At first, I was caught up in all the reasons not to go. Santa Teresa is hard to get to, requiring a prop plane out of the main airport once I land in the country. That’s a total of four plane tickets, meaning a lot of money would have to leave my bank account without knowing when it’ll go back in. The most responsible way through this would be to pinch pennies and keep my head down in the job search, lest there be a gap in my resume that may deter recruiters. But, it was a free place to stay, a chance to go somewhere I’d never been, and an excuse to be somewhere tropical during a New York City winter. An opportunity had presented itself, and all I had to do was say yes. With a touch of guilt, I booked my flights and a few weeks later, headed to JFK at the crack of dawn, ready to use my passport for the first time in years.

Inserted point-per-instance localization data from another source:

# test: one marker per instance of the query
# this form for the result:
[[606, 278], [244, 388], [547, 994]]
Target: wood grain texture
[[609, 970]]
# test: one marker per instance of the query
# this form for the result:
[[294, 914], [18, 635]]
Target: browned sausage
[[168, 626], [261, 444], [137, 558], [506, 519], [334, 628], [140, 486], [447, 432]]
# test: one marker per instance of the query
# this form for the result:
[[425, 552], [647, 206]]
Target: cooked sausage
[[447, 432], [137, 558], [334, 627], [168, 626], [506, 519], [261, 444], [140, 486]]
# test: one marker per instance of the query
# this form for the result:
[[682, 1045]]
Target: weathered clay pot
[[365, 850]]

It happened gradually throughout that trip, without me noticing. Between slow mornings and waterfall adventures and dropping in on waves that were too big for me and easy laughs on quiet nights with new friends that fed my soul, I’d become acclimated to a new environment in which I very much belonged. It was an obvious divergence from the home I’d nestled into over the past few years. One built on checklists and productivity. Its bones were made up of accomplishments that I could prove on paper, its walls were thick with all the right people I’d impressed. And in it, I was always increasing my skillset and working well under pressure and going above and beyond on everything, always. It wasn't until I stepped outside that I realized I had forgotten to carve out any windows.
This layoff showed me how badly I’d been cooped up. For the first time, maybe ever, I stopped worrying about how things would work out, I just knew they would. Because this structure of mine is strong, and even if it crumbles, there’s still a whole world of lives I could be living, places I could be seeing, people I could know. There are different roads to go down and different homes to be built on them. Before I left Costa Rica, I decided that I’d be going somewhere else, and soon. Unemployment could last for months or it could end in a few weeks. I didn’t know how much time it would take to land another job, but I did know that time would pass, regardless of what I did with it. The most responsible thing would be to make the most out of it while I still could.


The morning after I landed back in New York I searched, “places to travel and surf.” Australia and Bali were too far and I’ve already been there. I’d only seen one city in Costa Rica, but felt a pull towards something completely new. Nicaragua popped up and unlocked a vague memory of a late friend of mine spending time there before our senior year of high school. The more I dug into it the deeper I fell. They call it the land of lakes and volcanos and people say it’s home to some of the most beloved surf towns in the world. There are plenty of blogs written by female travelers describing successful solo trips full of life-changing experiences and hospitable locals. I let it be a fantasy as I mapped out a possible itinerary and looked into lodging and transportation options. Within 24 hours I decided it was possible, and within 48 my flights were booked.
Now, on my hands and knees on the side of the road, hungry, alone, and both overwhelmed and underwhelmed at the same time, I have no idea what the fuck I’m doing here.